A new report about the role of blockchain technology in strengthening democracies was published by the Center for Strategic and International Studies, a Washington-based think tank known for its work on foreign policy and national security. In it, CSIS highlights contributions of Starling Lab’s Law program and Project Dokaz to address the current challenges of trust in digital media.
Basile Simon, the Lab’s director of the Law program and special projects, contributed opening remarks to a roundtable discussion in Washington D.C. ahead of the release. He emphasized decentralized ledger technology (DLT)’s potential to strengthen the rule of law and court proceedings, as well as its availability to civil society and human rights documenters in their quest for accountability.
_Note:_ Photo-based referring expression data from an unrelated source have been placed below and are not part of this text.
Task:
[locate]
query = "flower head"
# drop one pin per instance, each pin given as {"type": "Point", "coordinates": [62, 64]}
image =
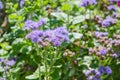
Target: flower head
{"type": "Point", "coordinates": [88, 2]}
{"type": "Point", "coordinates": [1, 5]}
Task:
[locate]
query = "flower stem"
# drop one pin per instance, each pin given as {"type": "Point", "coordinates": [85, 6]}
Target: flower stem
{"type": "Point", "coordinates": [38, 63]}
{"type": "Point", "coordinates": [45, 63]}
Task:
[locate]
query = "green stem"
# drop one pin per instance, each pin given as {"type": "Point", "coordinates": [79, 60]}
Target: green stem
{"type": "Point", "coordinates": [45, 63]}
{"type": "Point", "coordinates": [38, 63]}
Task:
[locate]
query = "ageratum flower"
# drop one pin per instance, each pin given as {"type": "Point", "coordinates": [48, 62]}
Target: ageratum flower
{"type": "Point", "coordinates": [88, 2]}
{"type": "Point", "coordinates": [1, 5]}
{"type": "Point", "coordinates": [55, 37]}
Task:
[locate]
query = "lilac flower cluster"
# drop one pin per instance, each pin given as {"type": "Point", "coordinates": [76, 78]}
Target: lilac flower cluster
{"type": "Point", "coordinates": [10, 62]}
{"type": "Point", "coordinates": [29, 24]}
{"type": "Point", "coordinates": [1, 5]}
{"type": "Point", "coordinates": [103, 70]}
{"type": "Point", "coordinates": [108, 21]}
{"type": "Point", "coordinates": [100, 51]}
{"type": "Point", "coordinates": [22, 2]}
{"type": "Point", "coordinates": [99, 34]}
{"type": "Point", "coordinates": [55, 37]}
{"type": "Point", "coordinates": [88, 2]}
{"type": "Point", "coordinates": [1, 78]}
{"type": "Point", "coordinates": [112, 7]}
{"type": "Point", "coordinates": [94, 74]}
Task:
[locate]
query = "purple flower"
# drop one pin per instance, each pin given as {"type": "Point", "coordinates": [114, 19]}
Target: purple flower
{"type": "Point", "coordinates": [10, 62]}
{"type": "Point", "coordinates": [29, 24]}
{"type": "Point", "coordinates": [1, 5]}
{"type": "Point", "coordinates": [2, 60]}
{"type": "Point", "coordinates": [108, 70]}
{"type": "Point", "coordinates": [55, 37]}
{"type": "Point", "coordinates": [22, 2]}
{"type": "Point", "coordinates": [103, 52]}
{"type": "Point", "coordinates": [112, 7]}
{"type": "Point", "coordinates": [106, 23]}
{"type": "Point", "coordinates": [88, 2]}
{"type": "Point", "coordinates": [109, 20]}
{"type": "Point", "coordinates": [101, 70]}
{"type": "Point", "coordinates": [41, 22]}
{"type": "Point", "coordinates": [100, 34]}
{"type": "Point", "coordinates": [92, 71]}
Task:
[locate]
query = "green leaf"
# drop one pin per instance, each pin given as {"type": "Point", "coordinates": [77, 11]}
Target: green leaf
{"type": "Point", "coordinates": [35, 75]}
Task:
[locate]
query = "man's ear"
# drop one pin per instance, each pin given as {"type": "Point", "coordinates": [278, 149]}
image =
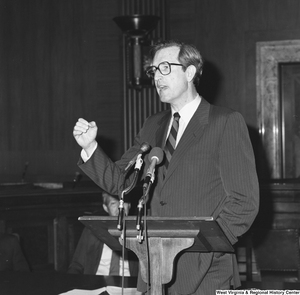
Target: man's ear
{"type": "Point", "coordinates": [190, 72]}
{"type": "Point", "coordinates": [105, 208]}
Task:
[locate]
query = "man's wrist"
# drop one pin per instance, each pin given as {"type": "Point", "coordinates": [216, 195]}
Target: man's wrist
{"type": "Point", "coordinates": [86, 153]}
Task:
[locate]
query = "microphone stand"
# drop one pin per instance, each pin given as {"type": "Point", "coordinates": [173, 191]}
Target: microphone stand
{"type": "Point", "coordinates": [143, 201]}
{"type": "Point", "coordinates": [137, 168]}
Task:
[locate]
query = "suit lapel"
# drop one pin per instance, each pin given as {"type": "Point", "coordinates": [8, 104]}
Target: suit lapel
{"type": "Point", "coordinates": [162, 129]}
{"type": "Point", "coordinates": [191, 135]}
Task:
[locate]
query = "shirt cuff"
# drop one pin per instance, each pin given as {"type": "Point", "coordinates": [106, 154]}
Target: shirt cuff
{"type": "Point", "coordinates": [84, 156]}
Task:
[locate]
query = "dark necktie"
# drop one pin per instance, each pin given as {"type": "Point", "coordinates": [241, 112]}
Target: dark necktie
{"type": "Point", "coordinates": [115, 264]}
{"type": "Point", "coordinates": [171, 141]}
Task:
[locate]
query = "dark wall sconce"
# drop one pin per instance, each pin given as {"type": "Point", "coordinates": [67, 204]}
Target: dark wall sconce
{"type": "Point", "coordinates": [136, 29]}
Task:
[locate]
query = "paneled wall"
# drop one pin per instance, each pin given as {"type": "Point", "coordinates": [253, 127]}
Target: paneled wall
{"type": "Point", "coordinates": [59, 60]}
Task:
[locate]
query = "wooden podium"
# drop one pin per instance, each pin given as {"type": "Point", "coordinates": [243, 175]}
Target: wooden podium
{"type": "Point", "coordinates": [164, 238]}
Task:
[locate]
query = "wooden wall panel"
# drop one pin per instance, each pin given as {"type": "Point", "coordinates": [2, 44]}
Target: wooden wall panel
{"type": "Point", "coordinates": [59, 60]}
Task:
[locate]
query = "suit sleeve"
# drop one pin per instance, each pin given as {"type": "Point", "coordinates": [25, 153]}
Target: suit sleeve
{"type": "Point", "coordinates": [239, 177]}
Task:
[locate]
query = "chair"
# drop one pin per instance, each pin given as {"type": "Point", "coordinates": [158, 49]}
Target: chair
{"type": "Point", "coordinates": [277, 254]}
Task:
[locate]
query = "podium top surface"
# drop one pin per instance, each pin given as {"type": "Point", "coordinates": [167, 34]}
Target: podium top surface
{"type": "Point", "coordinates": [205, 230]}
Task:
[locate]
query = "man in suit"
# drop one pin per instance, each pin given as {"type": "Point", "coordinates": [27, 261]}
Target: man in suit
{"type": "Point", "coordinates": [92, 256]}
{"type": "Point", "coordinates": [211, 171]}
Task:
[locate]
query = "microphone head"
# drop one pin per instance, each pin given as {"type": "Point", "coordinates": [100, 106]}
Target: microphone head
{"type": "Point", "coordinates": [145, 147]}
{"type": "Point", "coordinates": [157, 153]}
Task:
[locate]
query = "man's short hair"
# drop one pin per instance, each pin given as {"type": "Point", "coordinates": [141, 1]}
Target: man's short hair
{"type": "Point", "coordinates": [188, 55]}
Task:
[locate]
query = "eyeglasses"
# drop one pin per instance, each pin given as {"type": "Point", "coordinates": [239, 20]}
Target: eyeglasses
{"type": "Point", "coordinates": [164, 68]}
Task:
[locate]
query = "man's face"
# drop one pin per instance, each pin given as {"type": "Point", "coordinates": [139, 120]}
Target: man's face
{"type": "Point", "coordinates": [113, 207]}
{"type": "Point", "coordinates": [172, 87]}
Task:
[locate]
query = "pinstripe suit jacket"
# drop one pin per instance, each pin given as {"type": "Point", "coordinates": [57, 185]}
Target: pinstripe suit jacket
{"type": "Point", "coordinates": [212, 173]}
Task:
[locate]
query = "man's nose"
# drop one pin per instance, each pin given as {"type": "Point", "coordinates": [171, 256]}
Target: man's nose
{"type": "Point", "coordinates": [157, 75]}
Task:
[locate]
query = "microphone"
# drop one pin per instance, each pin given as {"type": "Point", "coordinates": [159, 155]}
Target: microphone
{"type": "Point", "coordinates": [25, 170]}
{"type": "Point", "coordinates": [144, 148]}
{"type": "Point", "coordinates": [156, 156]}
{"type": "Point", "coordinates": [76, 179]}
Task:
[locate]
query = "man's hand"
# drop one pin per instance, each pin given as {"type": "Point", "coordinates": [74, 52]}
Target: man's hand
{"type": "Point", "coordinates": [85, 134]}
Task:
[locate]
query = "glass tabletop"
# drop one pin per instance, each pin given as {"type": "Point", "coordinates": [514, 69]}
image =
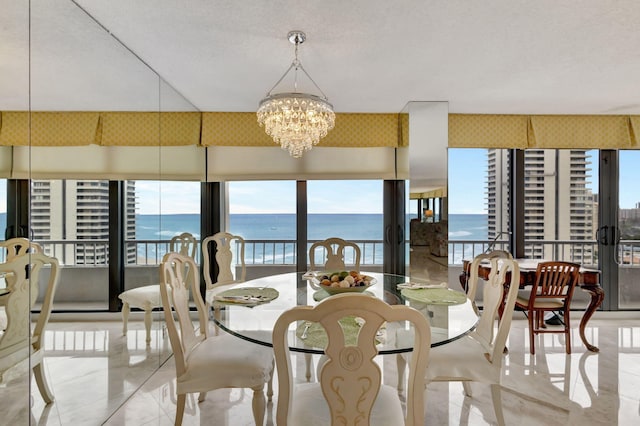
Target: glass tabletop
{"type": "Point", "coordinates": [252, 317]}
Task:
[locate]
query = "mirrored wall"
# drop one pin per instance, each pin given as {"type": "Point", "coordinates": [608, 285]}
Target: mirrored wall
{"type": "Point", "coordinates": [96, 148]}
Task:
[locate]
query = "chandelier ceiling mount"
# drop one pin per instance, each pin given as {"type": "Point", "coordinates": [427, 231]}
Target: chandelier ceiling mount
{"type": "Point", "coordinates": [297, 121]}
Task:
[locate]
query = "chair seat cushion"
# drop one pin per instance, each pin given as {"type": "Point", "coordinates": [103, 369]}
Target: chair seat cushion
{"type": "Point", "coordinates": [311, 409]}
{"type": "Point", "coordinates": [226, 361]}
{"type": "Point", "coordinates": [541, 303]}
{"type": "Point", "coordinates": [462, 359]}
{"type": "Point", "coordinates": [141, 297]}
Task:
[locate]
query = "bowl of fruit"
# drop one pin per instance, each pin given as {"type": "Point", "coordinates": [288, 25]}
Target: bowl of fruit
{"type": "Point", "coordinates": [344, 281]}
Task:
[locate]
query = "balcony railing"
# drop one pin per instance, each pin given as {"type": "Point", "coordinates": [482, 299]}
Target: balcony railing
{"type": "Point", "coordinates": [283, 252]}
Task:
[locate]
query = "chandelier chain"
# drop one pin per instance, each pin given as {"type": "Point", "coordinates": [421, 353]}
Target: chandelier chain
{"type": "Point", "coordinates": [297, 121]}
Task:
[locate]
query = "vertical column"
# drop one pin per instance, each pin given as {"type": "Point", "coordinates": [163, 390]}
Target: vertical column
{"type": "Point", "coordinates": [17, 209]}
{"type": "Point", "coordinates": [301, 225]}
{"type": "Point", "coordinates": [212, 196]}
{"type": "Point", "coordinates": [116, 243]}
{"type": "Point", "coordinates": [394, 201]}
{"type": "Point", "coordinates": [516, 189]}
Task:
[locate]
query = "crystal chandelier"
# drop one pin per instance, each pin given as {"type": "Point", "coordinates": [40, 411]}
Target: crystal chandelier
{"type": "Point", "coordinates": [295, 120]}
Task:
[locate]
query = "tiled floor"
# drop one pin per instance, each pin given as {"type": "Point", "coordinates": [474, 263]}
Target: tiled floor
{"type": "Point", "coordinates": [100, 377]}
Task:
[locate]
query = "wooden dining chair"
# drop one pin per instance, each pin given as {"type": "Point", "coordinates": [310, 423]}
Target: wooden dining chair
{"type": "Point", "coordinates": [552, 290]}
{"type": "Point", "coordinates": [204, 362]}
{"type": "Point", "coordinates": [350, 390]}
{"type": "Point", "coordinates": [335, 249]}
{"type": "Point", "coordinates": [21, 346]}
{"type": "Point", "coordinates": [478, 356]}
{"type": "Point", "coordinates": [147, 297]}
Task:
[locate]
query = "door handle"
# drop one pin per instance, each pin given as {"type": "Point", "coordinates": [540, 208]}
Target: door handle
{"type": "Point", "coordinates": [601, 235]}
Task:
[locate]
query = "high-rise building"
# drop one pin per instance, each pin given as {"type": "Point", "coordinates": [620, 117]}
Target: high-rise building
{"type": "Point", "coordinates": [63, 210]}
{"type": "Point", "coordinates": [559, 206]}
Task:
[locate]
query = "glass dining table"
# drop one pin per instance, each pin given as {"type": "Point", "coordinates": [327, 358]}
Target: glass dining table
{"type": "Point", "coordinates": [250, 309]}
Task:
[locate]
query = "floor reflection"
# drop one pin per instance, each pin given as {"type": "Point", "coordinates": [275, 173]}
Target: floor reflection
{"type": "Point", "coordinates": [100, 377]}
{"type": "Point", "coordinates": [92, 370]}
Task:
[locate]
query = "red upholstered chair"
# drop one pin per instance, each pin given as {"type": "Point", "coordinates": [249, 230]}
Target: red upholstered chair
{"type": "Point", "coordinates": [552, 291]}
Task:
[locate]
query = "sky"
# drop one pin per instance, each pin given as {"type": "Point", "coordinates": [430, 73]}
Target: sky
{"type": "Point", "coordinates": [467, 180]}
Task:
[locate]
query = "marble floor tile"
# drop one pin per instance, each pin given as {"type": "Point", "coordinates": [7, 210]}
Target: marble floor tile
{"type": "Point", "coordinates": [100, 377]}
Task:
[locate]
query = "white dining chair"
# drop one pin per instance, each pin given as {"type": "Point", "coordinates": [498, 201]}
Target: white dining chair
{"type": "Point", "coordinates": [13, 247]}
{"type": "Point", "coordinates": [335, 249]}
{"type": "Point", "coordinates": [350, 389]}
{"type": "Point", "coordinates": [474, 276]}
{"type": "Point", "coordinates": [22, 347]}
{"type": "Point", "coordinates": [204, 362]}
{"type": "Point", "coordinates": [478, 356]}
{"type": "Point", "coordinates": [147, 297]}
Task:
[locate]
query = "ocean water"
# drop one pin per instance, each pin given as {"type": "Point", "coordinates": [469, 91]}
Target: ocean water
{"type": "Point", "coordinates": [283, 226]}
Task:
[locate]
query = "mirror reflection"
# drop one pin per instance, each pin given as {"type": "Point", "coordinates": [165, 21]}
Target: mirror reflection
{"type": "Point", "coordinates": [428, 224]}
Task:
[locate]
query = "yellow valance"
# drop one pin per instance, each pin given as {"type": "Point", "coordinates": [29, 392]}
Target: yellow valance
{"type": "Point", "coordinates": [351, 130]}
{"type": "Point", "coordinates": [487, 131]}
{"type": "Point", "coordinates": [579, 131]}
{"type": "Point", "coordinates": [150, 128]}
{"type": "Point", "coordinates": [544, 131]}
{"type": "Point", "coordinates": [19, 128]}
{"type": "Point", "coordinates": [49, 128]}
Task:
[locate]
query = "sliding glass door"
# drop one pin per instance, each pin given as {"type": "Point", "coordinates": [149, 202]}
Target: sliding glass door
{"type": "Point", "coordinates": [627, 236]}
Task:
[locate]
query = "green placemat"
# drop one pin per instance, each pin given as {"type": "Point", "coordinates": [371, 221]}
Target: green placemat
{"type": "Point", "coordinates": [316, 337]}
{"type": "Point", "coordinates": [247, 295]}
{"type": "Point", "coordinates": [321, 295]}
{"type": "Point", "coordinates": [434, 296]}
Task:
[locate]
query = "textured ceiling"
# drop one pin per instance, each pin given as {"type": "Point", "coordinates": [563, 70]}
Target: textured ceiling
{"type": "Point", "coordinates": [495, 56]}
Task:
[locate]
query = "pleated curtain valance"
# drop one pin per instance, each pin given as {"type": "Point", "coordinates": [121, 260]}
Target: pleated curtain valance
{"type": "Point", "coordinates": [544, 131]}
{"type": "Point", "coordinates": [20, 128]}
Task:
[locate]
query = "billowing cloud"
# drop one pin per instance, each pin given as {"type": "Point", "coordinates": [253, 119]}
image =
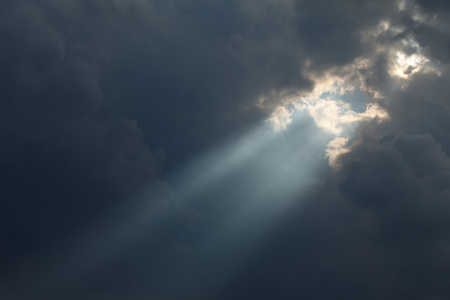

The report, authored by CSIS senior fellow and Project on Prosperity and Development director Noam Unger, research assistant Austin Hardman, and intern Ilya Timtchenko, highlights several Starling contributions:
Countering new threats from deepfakes by putting forward more trustworthy digital assets, whose details, origin, and metadata are not only more comprehensive but also corroborated by independent third parties acting as notaries ;
Trust in news content, notably through the pioneering use of cryptographic authentication built into a professional Canon camera for use by Reuters photojournalists, which both protects the photographs from claims of tampering but also permits the surfacing of rich metadata straight from the camera to the audience ;
Designing of next-generation digital evidence lockers – notably by combining tamper-evident data structures, blockchains as notaries, and long-term decentralized storage technologies – with the aim to support courts, government, and all seeking accountability in proceedings potentially lasting years (if not decades, in the case of transitional justice) ;
Work on the ground with war crime documenters to support their capture of vital digital media by ensuring it is properly preserved and has probative weight. Data collected this way – be it images, photogrammetric models of scenes, or rich testimony – draws on all the points above and is supported by affidavits from the Lab, attributable and verifiable attestations of the investigators, and evident chain of custody.
The report, as well as remarks from Noam Unger, can be downloaded from the CSIS website.